Kasus ini menambah daftar kasus korupsi di sektor pertambangan yang selama ini menjadi sorotan publik. Pertambangan nikel, sebagai komoditas strategis untuk industri baterai kendaraan listrik, menuntut transparansi dan akuntabilitas tinggi dalam setiap proses perizinan.

Pengamat politik menilai penetapan tersangka terhadap pejabat tinggi seperti Ketua Ombudsman menandakan peningkatan intensitas penegakan hukum di lingkungan birokrasi. Namun, mereka juga mengingatkan pentingnya prosedur yang adil dan tidak memihak, agar proses peradilan tidak menimbulkan persepsi politisasi.

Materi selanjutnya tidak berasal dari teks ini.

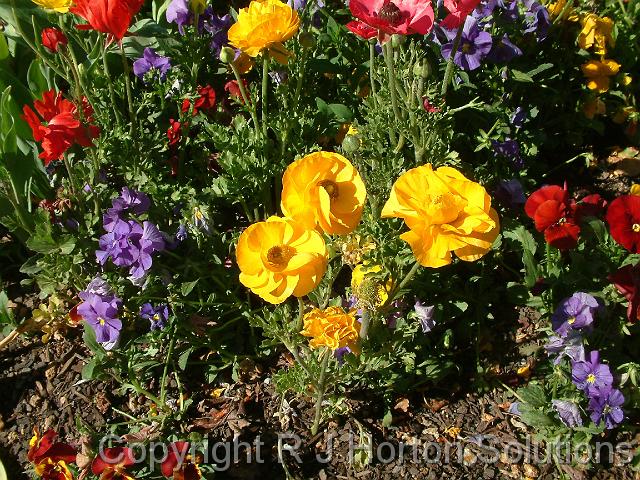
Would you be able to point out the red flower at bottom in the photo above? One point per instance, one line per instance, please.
(623, 217)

Selanjutnya, Hery Susanto akan menjalani proses penyidikan lanjutan, termasuk pemeriksaan saksi dan audit dokumen terkait. Jika terbukti bersalah, ia dapat dijatuhi hukuman penjara serta denda sesuai dengan ketentuan perundang‑undangan.

Kasus ini diharapkan menjadi pelajaran bagi pejabat publik lainnya untuk menjaga integritas dalam pengelolaan sumber daya alam, serta memperkuat kepercayaan masyarakat terhadap institusi penegak hukum.